Oh my, please don't mind that I'm continuing to love your little snowmobile (why am I reminded of Prince's Little Red Corvette, exactly the opposite sort of vehicle?) so much that I keep sneaking it out of the lockup for another quick go. Do understand that, for me, this is the purest form of respect--and the least a wonderful poem deserves, in my view. (That is, honoring and not desecrating it--and also, as best one can, revealing the joy it brings.)

Zephirine said...

Well, BTP, in this particular coffee-shop we can usually have a serious discussion at one table and some chatter about coconuts at another, without either drowning the other out:)

I prefer this version to your previous, more pared-back one. We have both the laughter and the smile, and yes, perhaps the flakes have to fall 'thick and fast' because that's what they do, like rain pouring. No other expression is better. Also then we can have 'flakes' without getting three f's, so no need to say 'snowflakes'.

You've also cunningly reduced the flurry of 'ing's which took over my second version.
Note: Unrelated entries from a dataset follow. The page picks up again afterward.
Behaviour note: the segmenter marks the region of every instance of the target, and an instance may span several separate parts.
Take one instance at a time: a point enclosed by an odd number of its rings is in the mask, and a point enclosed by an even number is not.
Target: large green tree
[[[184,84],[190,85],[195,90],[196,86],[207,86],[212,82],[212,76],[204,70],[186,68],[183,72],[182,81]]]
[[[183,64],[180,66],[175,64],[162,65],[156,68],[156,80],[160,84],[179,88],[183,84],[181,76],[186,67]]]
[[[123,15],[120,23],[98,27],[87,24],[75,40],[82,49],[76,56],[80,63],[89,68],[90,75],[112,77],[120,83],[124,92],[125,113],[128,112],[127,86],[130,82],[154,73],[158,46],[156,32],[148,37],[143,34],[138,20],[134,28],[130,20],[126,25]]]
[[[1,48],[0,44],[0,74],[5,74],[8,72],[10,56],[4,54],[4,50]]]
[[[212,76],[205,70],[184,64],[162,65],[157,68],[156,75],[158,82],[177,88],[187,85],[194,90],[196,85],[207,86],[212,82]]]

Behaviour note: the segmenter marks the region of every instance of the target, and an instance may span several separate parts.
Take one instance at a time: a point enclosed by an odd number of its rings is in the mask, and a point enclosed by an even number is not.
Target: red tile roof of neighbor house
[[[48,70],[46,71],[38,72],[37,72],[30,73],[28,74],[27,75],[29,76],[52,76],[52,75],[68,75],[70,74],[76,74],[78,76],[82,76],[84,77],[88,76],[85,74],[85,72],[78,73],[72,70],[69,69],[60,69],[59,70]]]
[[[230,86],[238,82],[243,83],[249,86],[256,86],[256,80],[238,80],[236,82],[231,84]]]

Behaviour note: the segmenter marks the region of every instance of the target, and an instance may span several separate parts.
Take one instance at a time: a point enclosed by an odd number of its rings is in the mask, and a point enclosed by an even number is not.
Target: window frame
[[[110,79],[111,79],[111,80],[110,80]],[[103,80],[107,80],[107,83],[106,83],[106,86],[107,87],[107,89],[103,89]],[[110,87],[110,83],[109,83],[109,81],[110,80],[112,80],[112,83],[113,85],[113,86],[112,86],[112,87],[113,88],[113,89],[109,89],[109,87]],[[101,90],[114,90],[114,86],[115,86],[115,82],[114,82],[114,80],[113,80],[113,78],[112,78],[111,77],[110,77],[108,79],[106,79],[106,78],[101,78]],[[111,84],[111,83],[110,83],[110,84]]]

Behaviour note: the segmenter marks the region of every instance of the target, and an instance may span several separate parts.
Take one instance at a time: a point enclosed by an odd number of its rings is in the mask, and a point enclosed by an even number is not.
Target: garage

The only thing I miss is that mine ended on the smile, having (I hoped) a more lingering effect because the line is shorter than the others, while yours ends with the boys which may give them a little too much importance.
I think yours might be rather nice with the last two lines reversed, thus:

Small bright pink anorak bobs along above the wall
Little Asian girl riding Dad's shoulders to see snow
Flakes falling thick and fast now, and so they go
Into the park full of shouting boys
Dad's laughter, her big smile

maybe?

Re capital letters, I don't know yet how I want to use them, sometimes I feel a poem wants to be all lower-case but I have no rationale for it. With this one I did half-and half which isn't a good solution.

Nice to have your input BTP, workshopping doesn't always work on the comments threads but this was a suitable little poem to kick around:)

Zephirine said...

Kick around gently wearing furry slippers, of course.

Anonymous said...

Zeph,

Nice solution.

And were I a poem, I'd daren't ask for a better way to be kicked.

Anonymous said...

a little give and go gets the pretty goals

the reversal of the last two lines
was first time back of the net

nice one cyrils

Anonymous said...

Tombe la neige did't work when i first did the link.

Now it does....

Anonymous said...

I feel obliged to post this. I'm Welsh and we are at war tomorrow.
http://www.youtube.com/watch?v=8a_T3U1rg2I

Zephirine said...

'Tombe la neige' features in a film I really like; 'Vodka Lemon' which is set in a very very snowy part of Armenia. I can't find a clip which has the song in, annoyingly, but I recommend the film.